Geçtiğimiz günlerde ülkenin birçok bölgesinde çıkan orman yangınlarıyla mücadele etmek zorunda kalan Lübnan komşu ülkelerin de yardımıyla güçlükle söndürebildiği yangınların şokunu henüz üzerinden atlatamadan protesto gösterileriyle sarsılmaya başladı.

Yolsuzlukları, ekonomik durumun kötüleşmesini ve iletişime yeni vergiler getirilmesini protesto için başlatılan gösteriler ülkenin her yerinde devam ediyor.

Beyrut sokaklarından Arap Baharı’nın “Halk rejimi devirmek istiyor” şeklindeki o ünlü sloganı yankılanıyor.

Farklı din ve mezheplere dayalı bölünmüş bir siyasi yapının hüküm sürdüğü ülkede halk hareketinin başarıya ulaşabilmesi için öncelikle “Hangi rejim?” sorusuna cevap bulunması gerekiyor.

Çünkü Lübnan’da Cumurbaşkanı Mişel Avn Marunî Hıristiyan, Meclis Başkanı Nebih Berri Şii Müslüman ve Başbakan Saad el-Hariri Sünni Müslüman.

Fakat ülkeyi gerçek anlamda yöneten İran’a bağlı Şii Hizbullah örgütü ve lideri Hasan Nasrallah.

Lübnan siyasetinde yıllardır farklı dinlerden ve mezheplerden birkaç aile ön planda.

Söz konusu bölünmüşlükte hiç kimsenin ülke sorunlarını düşündüğü yok.

Her biri kendi çıkarlarını garanti altına alma ve cebini doldurma peşinde.

Lübnan’daki bu kokuşmuş sistem işgal sonrası Irak’a da uygulandı ve ne yazık ki Irak’ın durumu da Lübnan’dan farklı değil.

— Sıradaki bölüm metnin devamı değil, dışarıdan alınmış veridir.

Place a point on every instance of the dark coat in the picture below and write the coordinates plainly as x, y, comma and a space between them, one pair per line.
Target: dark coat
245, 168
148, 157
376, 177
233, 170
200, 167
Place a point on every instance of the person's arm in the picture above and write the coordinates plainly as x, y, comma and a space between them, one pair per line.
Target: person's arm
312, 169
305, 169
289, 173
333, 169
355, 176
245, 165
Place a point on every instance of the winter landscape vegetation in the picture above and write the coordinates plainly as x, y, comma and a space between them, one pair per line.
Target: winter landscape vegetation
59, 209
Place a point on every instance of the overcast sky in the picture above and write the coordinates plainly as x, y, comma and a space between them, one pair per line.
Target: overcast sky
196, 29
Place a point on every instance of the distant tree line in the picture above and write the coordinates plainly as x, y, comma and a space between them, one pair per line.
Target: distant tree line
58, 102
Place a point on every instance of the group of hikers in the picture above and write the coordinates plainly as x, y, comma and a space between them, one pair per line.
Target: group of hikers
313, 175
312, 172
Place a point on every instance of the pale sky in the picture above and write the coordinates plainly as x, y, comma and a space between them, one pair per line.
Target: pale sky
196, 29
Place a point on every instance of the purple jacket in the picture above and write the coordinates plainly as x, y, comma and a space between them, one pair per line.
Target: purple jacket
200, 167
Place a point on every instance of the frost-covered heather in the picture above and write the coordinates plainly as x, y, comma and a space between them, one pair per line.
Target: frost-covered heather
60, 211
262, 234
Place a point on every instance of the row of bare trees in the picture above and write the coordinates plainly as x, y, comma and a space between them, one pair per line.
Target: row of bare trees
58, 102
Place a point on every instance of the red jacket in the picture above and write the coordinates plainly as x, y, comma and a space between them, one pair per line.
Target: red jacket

Her iki ülkede de halkın protesto gösterileriyle devireceği tek bir rejim yok.

Dolayısıyla hükümetlerin istifası çözüm olmuyor.

Etnik, dini ve mezhepçi paylaşım üzerine kurulu sistemin tamamen değişmesi gerekiyor.

Nasrallah, protesto gösterileri üzerine yaptığı konuşmada hükümeti uyararak, yoksullara yeni vergiler uygulanırsa kendilerinin de sokağa ineceğini söyledi.

“Biz de sokağa ineriz” açıklamasının hükümete uyarı olduğu kadar göstericilere yönelik üstü kapalı bir tehdit içerdiği kesin.

Fakat Hizbullah liderinin konuşmasının hemen ardından göstericilerden “Hepsi demek hepsi demektir. Nasrallah da onlardan biridir” sloganları yükseldi.

Lübnanlılar Nasrallah’ı suçladıkları ve artık görmek istemedikleri diğer liderlerden ayrı bir yere koymuyor.

Ülkeyi yıllardır yöneten ve bugünkü tablonun ortaya çıkmasından sorumlu olan Lübnanlı liderler halka sükûnet çağrısında bulunsa da Lübnan halkı kendilerine güvenmiyor.

İran medyasının iddiasına göre ise Lübnan halkının yolsuzluğu ve kötü yönetimi protesto için düzenlediği gösteriler “direniş eksenini” hedef alıyor.

Saad el-Hariri, koalisyon ortaklarına ekonomik sorunlara çözüm bulmaları için 72 saat süre verdi ve istifa edebileceği imasında bulundu.

Hizbullah ise hükümetin istifasını istemiyor.

Çünkü perde arkasından Lübnan’ı yönetirken Saad el-Hariri gibi zayıf bir başbakana ihtiyacı var.

Lübnan Cumurbaşkanı Mişel Avn, geçenlerde Osmanlıların Lübnanlılara devlet terörü uyguladığını öne sürerek işgalci Batı ülkelerine övgüde bulunmuştu.

Osmanlı Devleti dönemine çamur atan Avn’ın başında olduğu ülkede halk, devleti kontrolleri altında tutan silahlı örgütlerin tehdidi altında.

Şii Emel grubu milisleri göstericileri katletmeye başladı bile.

Suriye’de halkın özgür iradesinin tecellisini engellemek için katliam yapanlar Lübnan halkına mı acıyacak?!.